Part of that ease of use comes from the fact that Spatial is cross-platform, running the web, as well as AR and VR headsets like Oculus Quest. Your colleague could experience the app in VR with pop-out versions of Google Drive or Microsoft 365. However, if you don't have a headset around, you can log into a web link on your laptop and still get some of the three-dimensional benefits. (Arthur is also testing a web client and plans to support AR in the future.)
Both Lowenstein and Anand Agarawala, managing director and co-founder of Spatial, say the pandemic has been good for business. The company made its Pro app free for $ 20 a month this spring, increasing daily users by 130 percent. There were more than half a million “meeting joins” in the Spatial app. Recently, the number of people attending spatial meetings through VR headsets exceeded the number of web users.
Agarwala said Facebook's $ 299 release of the Oculus Quest 2 this fall also helped kick-start business. “We saw demand all summer and people were like, 'Where can I get a headset from? We just want to get in (the app). "Now that they are putting all of the travel budget they saved this year into the Quest," he says.
But whether the pandemic has been a real boon to VR depends on who you ask. In September, research firm IDC released a report that predicted the VR headset market would decline nearly 7 percent in 2020. Jitesh Ubrani, one of the authors of the report, noted that the market would potentially rebound in 2021 and that VR for the company could grow to over half the total VR market by 2024. However, this year VR was impacted by hardware production issues in the first half of the year, which largely affected the tech industry. Even if you wanted to spend the batter on the original Oculus Quest, or the HTC Vive Pro, or the Valve Index, they were hard to come by.
Face to face
I didn't have to ask an analyst about the many unique features of VR. It wasn't difficult to settle into Arthur, but it took some time. I went through an onboarding session with Arthur's incredibly patient operations manager, Simon Berger. This involved downloading the app and authenticating with a hand controller and virtual keyboard.
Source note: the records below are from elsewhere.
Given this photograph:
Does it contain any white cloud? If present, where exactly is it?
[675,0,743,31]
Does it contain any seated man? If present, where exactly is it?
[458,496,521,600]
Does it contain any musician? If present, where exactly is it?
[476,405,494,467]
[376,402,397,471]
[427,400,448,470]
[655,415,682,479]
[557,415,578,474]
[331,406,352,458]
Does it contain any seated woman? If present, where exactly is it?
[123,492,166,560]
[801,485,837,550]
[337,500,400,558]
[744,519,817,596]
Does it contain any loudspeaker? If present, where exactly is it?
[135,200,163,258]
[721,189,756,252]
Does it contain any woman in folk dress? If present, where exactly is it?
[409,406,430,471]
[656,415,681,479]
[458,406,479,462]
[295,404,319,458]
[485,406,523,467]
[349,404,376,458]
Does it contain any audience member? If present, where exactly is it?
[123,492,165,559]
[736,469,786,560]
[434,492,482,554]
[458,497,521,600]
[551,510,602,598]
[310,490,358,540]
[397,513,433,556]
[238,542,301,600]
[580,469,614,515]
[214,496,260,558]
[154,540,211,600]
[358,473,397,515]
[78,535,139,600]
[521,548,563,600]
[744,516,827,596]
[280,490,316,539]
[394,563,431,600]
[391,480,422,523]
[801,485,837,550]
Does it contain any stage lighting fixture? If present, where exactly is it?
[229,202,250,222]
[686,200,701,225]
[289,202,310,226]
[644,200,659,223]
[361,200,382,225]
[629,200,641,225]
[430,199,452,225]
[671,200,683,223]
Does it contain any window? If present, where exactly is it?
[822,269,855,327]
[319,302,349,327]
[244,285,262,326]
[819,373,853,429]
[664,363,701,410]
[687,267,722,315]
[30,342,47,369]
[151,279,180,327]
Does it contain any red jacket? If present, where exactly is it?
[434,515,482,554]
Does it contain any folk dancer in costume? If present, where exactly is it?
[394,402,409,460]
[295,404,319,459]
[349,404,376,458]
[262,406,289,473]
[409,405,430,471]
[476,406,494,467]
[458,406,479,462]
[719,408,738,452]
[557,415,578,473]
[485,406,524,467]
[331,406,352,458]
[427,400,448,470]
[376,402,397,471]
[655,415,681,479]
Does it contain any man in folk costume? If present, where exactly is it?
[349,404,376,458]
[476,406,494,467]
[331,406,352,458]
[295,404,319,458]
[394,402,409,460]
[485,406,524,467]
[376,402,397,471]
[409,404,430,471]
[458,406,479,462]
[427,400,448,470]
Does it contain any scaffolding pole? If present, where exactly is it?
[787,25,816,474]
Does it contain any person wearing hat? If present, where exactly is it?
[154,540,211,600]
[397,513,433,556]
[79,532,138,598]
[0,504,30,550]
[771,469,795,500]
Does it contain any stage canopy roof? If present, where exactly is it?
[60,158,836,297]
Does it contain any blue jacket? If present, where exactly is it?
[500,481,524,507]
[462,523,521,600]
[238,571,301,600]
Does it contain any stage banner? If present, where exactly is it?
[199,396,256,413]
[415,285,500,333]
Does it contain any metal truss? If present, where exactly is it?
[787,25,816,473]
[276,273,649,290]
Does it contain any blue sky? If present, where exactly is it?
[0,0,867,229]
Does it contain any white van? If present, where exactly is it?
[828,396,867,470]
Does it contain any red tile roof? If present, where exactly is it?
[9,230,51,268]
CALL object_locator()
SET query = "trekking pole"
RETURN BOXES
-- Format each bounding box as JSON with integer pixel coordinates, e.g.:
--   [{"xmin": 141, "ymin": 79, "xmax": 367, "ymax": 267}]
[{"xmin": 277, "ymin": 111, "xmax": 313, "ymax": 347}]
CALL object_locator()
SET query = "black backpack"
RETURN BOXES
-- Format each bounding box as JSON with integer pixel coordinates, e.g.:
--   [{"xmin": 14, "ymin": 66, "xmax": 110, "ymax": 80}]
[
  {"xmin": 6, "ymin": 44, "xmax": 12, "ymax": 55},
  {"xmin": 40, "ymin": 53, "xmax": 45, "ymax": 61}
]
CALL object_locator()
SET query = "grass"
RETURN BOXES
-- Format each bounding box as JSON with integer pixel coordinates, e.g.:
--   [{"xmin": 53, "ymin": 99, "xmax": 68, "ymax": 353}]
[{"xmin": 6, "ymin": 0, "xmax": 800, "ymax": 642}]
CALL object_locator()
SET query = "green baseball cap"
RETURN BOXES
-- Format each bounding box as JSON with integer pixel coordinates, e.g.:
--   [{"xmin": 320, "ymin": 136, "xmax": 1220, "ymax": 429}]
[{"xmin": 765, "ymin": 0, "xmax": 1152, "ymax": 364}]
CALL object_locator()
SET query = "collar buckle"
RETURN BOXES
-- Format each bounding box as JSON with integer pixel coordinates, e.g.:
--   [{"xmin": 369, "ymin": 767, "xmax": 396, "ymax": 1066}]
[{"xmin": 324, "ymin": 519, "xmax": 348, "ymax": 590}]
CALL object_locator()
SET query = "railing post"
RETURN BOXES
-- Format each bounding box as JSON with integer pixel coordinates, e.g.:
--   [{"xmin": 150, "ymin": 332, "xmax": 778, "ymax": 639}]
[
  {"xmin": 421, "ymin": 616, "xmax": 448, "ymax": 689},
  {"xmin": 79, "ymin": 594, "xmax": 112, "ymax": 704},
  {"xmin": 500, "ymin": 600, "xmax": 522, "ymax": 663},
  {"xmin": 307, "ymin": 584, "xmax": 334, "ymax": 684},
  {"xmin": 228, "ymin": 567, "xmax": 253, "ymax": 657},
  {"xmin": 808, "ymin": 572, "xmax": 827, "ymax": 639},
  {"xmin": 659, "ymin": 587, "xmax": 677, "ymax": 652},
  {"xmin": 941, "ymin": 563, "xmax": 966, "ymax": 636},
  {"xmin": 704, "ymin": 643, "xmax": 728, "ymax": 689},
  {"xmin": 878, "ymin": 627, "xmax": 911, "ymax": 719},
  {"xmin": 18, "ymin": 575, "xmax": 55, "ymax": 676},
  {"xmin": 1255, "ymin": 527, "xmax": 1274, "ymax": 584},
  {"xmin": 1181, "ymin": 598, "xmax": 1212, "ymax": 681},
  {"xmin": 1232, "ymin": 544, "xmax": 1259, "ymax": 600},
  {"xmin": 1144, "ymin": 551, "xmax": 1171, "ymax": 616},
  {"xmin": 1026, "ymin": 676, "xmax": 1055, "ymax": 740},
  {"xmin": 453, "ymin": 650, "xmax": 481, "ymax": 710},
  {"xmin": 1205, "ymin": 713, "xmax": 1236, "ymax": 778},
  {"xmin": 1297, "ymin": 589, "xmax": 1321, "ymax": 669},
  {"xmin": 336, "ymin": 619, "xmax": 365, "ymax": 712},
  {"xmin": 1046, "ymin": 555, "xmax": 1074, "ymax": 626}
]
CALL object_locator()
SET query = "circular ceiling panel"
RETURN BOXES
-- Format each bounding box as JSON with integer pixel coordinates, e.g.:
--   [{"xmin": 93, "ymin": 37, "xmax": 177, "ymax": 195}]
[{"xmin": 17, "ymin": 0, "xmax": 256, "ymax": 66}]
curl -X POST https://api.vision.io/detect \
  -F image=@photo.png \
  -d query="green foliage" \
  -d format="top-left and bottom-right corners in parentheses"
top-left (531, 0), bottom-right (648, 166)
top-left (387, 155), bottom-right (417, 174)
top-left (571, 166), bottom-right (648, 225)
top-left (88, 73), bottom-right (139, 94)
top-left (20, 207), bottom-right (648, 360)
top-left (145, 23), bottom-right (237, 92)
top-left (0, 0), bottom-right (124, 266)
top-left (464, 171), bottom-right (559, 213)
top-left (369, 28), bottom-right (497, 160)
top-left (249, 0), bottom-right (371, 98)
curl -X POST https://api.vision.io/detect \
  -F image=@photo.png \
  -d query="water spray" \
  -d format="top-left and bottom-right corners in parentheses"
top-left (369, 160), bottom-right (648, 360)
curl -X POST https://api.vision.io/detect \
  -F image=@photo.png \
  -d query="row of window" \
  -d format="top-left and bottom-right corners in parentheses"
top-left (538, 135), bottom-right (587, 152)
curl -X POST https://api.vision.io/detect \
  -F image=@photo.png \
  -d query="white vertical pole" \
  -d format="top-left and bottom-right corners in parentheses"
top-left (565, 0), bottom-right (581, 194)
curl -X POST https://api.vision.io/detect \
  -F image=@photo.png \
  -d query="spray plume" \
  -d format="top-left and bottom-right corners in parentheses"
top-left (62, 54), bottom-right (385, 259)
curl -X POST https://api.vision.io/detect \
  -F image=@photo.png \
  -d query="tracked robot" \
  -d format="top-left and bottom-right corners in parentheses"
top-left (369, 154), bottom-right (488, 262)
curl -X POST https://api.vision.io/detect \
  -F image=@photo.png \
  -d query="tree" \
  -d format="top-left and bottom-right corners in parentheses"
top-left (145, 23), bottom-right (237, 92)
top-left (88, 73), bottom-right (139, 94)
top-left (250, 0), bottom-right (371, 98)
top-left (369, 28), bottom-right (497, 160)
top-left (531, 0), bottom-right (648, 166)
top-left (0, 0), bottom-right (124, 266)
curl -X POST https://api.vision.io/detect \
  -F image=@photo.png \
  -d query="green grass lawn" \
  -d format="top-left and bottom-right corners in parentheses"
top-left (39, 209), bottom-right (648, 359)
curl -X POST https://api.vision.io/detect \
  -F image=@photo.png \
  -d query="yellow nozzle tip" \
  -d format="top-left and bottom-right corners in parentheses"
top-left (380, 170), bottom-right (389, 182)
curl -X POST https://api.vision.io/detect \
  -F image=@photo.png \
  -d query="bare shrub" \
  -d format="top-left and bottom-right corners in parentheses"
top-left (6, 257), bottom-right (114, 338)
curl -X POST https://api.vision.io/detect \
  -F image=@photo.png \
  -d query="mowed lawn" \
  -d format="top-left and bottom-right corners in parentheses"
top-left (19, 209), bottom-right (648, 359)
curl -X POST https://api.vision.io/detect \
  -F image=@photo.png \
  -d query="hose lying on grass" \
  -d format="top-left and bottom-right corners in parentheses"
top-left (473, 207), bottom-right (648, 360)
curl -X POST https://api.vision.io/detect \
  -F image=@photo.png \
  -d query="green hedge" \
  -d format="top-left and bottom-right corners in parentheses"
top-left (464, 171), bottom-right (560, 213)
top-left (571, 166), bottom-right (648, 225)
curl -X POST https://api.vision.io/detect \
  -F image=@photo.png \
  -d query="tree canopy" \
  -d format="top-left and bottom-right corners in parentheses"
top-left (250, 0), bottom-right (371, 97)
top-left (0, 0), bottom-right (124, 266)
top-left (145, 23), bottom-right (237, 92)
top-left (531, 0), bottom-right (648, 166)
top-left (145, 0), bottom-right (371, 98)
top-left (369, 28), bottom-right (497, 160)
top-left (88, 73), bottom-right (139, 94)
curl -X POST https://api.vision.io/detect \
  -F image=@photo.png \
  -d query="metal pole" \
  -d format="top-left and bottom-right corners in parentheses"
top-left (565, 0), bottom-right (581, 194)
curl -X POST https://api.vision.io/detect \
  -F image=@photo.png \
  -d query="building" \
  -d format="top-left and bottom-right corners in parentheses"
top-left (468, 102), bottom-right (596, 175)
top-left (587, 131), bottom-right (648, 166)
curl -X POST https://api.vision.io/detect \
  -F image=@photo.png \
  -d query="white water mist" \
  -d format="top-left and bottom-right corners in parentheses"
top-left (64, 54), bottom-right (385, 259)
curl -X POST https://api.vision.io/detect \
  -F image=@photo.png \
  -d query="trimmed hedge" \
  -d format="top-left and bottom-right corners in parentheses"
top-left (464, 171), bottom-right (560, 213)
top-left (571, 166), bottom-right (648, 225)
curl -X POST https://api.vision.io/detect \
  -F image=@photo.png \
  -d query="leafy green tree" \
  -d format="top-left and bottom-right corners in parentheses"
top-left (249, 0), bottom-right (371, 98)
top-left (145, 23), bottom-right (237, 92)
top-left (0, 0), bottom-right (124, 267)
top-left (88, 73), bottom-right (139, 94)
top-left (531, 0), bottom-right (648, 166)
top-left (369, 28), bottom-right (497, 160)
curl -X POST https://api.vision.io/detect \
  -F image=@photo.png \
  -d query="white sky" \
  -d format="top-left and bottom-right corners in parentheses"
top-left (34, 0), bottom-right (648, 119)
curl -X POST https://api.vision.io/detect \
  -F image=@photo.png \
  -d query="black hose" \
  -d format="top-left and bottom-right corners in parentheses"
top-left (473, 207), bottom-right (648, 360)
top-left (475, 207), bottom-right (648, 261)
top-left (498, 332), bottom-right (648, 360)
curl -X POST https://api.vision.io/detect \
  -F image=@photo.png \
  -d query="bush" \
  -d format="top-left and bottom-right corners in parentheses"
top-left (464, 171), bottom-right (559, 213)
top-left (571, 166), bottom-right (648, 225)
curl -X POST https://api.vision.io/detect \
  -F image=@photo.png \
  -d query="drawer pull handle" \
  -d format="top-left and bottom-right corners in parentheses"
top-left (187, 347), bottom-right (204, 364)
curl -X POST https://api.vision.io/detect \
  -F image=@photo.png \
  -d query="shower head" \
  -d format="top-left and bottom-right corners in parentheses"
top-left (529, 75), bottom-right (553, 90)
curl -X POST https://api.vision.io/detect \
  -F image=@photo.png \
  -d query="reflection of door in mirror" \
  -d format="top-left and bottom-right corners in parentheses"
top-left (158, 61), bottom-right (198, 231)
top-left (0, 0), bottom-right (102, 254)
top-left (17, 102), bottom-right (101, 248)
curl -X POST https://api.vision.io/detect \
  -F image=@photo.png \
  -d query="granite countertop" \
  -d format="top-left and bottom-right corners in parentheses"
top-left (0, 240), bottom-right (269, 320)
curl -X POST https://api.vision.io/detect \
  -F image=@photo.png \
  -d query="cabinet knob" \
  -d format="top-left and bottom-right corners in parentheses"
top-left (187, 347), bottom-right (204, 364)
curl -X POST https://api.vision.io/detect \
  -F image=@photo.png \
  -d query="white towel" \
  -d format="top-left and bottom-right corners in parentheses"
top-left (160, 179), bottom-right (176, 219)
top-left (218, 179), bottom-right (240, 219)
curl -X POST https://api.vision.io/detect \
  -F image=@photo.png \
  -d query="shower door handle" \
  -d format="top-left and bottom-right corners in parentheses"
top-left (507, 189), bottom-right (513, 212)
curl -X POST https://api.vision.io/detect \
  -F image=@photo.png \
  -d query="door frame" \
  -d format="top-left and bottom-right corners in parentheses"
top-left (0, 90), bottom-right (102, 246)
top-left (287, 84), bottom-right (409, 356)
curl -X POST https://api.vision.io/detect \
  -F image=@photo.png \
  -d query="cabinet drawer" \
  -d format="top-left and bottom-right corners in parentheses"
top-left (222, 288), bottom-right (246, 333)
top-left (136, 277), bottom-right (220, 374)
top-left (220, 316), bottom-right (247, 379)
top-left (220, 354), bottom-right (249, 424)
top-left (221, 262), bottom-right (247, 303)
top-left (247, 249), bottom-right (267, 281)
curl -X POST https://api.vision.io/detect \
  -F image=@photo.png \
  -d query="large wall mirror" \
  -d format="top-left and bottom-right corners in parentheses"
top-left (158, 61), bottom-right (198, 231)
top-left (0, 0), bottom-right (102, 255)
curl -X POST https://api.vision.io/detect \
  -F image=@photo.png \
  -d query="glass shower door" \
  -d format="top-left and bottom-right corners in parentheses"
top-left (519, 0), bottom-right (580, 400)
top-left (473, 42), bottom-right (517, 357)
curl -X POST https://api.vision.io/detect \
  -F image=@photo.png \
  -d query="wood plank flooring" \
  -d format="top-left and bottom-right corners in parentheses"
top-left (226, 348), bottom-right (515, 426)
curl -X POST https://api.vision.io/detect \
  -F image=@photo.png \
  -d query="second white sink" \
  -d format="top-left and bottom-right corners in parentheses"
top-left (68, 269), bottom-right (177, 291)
Then there was the VR press conference one day later. When I logged in, I found that I didn't have a really good jotting mechanism, which is paramount to being a journalist. The Arthur app does have a notepad, but using the hand controller to take notes seemed tedious and I was completely cut off from the physical keyboard and voice recorder I use in the real world. You can record video and audio from the headset, but everything is saved locally until you export it.
That doesn't mean that VR has no potential for work, or that the companies working on these apps are blind to the barriers. The technology just didn't arrive in time for the pandemic. "I think if VR headsets were massively available in April, you could probably have convinced every Fortune 1000 company in the world to buy VR headsets," says Loewenstein of Spatial.
If I had heard this statement back in April, I might not have believed it. But now, nine months after the pandemic and alone from home, I can at least see the appeal. During my Arthur VR onboarding, the company's founder Christoph Fleischmann came to our meeting in VR by chance. It was no doubt planned, but the remarkably good spatial audio and the sudden appearance of this new person in my virtual world had all the hallmarks of real-world spontaneity. I heard myself say "nice to see you" to another person's avatar and mean business.